I began reading Francine Prose’s Reading Like a Writer earlier this week. I’m not as far as Dorothy who at last post was up through chapter five on narration. I just finished chapter four on paragraphs.

So far I am not quite sure what to think of the book. Even though the subtitle of the book is A Guide for People Who Love Books and for Those Who Want to Write Them, I don’t feel like it’s for readers, at least not the kind of reader I am or really want to be. Maybe this will change later as Prose moves out from words, sentences and paragraphs.

There is something that bothers me about Prose’s tone. I feel as though I am sitting in a classroom and she is one of those know-it-all professors you don’t dare question. Her idea of close reading is dissecting a book word by word. She admits,

Reading this way requires a certain amount of stamina, concentration, and patience. But it also has its great rewards, among them the excitement of approaching, as nearly as you can hope to come, the hand and mind of the artist. It’s something like the way you experience a master painting, a Rembrandt or a Velasquez, by viewing it from not only far away but also up close, in order to see the brushstrokes.

I don’t have the stamina, concentration or patience to read this way, nor do I want to. I might scrupulously read a passage or, at most, a chapter, in this way, but not a whole book. I think it might make me go crazy if I tried it.

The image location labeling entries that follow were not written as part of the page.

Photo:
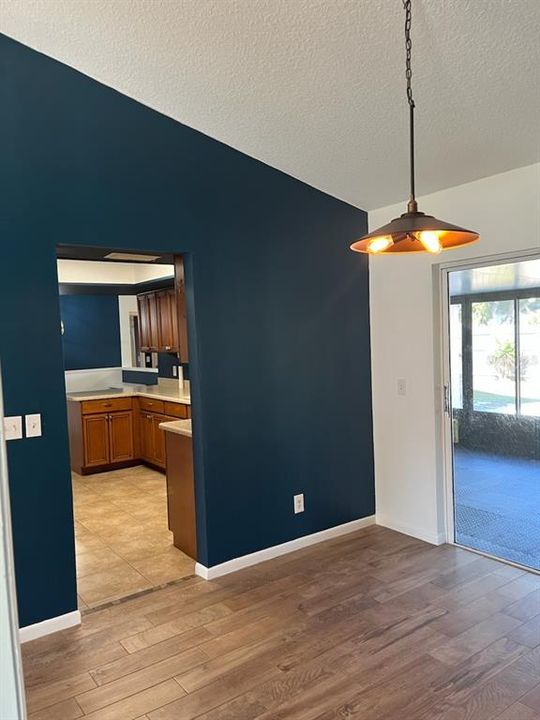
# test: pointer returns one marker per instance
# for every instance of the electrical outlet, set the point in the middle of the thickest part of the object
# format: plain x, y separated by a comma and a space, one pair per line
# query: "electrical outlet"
13, 427
33, 425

Putting on my writer hat, Prose hasn’t, thus far, offered anything new or interesting. Read good writing and read widely; keep books of writers who write good sentences near your desk for reference; read your writing out loud. With this latter point she includes an anecdote about a poet who was reading a draft of a new poem aloud when someone broke into his apartment. The burglar turned and ran out, providing Prose with the opportunity to suggest that reading aloud will not only improve your writing, but may also save your life. Right.

In these beginning chapters, Prose includes passages from authors like Babel, Chekhov, Hemingway, Joyce and others to aid her in her discussion. Most of the time I feel as though she is telling me what I should think of something and not really explaining why I should think that way. Once in awhile she does, like when she discusses the ending of Joyce’s story “The Dead.” Here she pulls out words from the paragraph, pointing out how they affect the tone, make it poetic; how these repeated words “falling” and “faintly” in various combinations make, not only beautiful sentences but a beautiful paragraph too and even help tie together the whole story. This is good, this is the kind of stuff I was expecting. Unfortunately she isn’t doing it enough. Maybe the chapters I haven’t read yet will be better.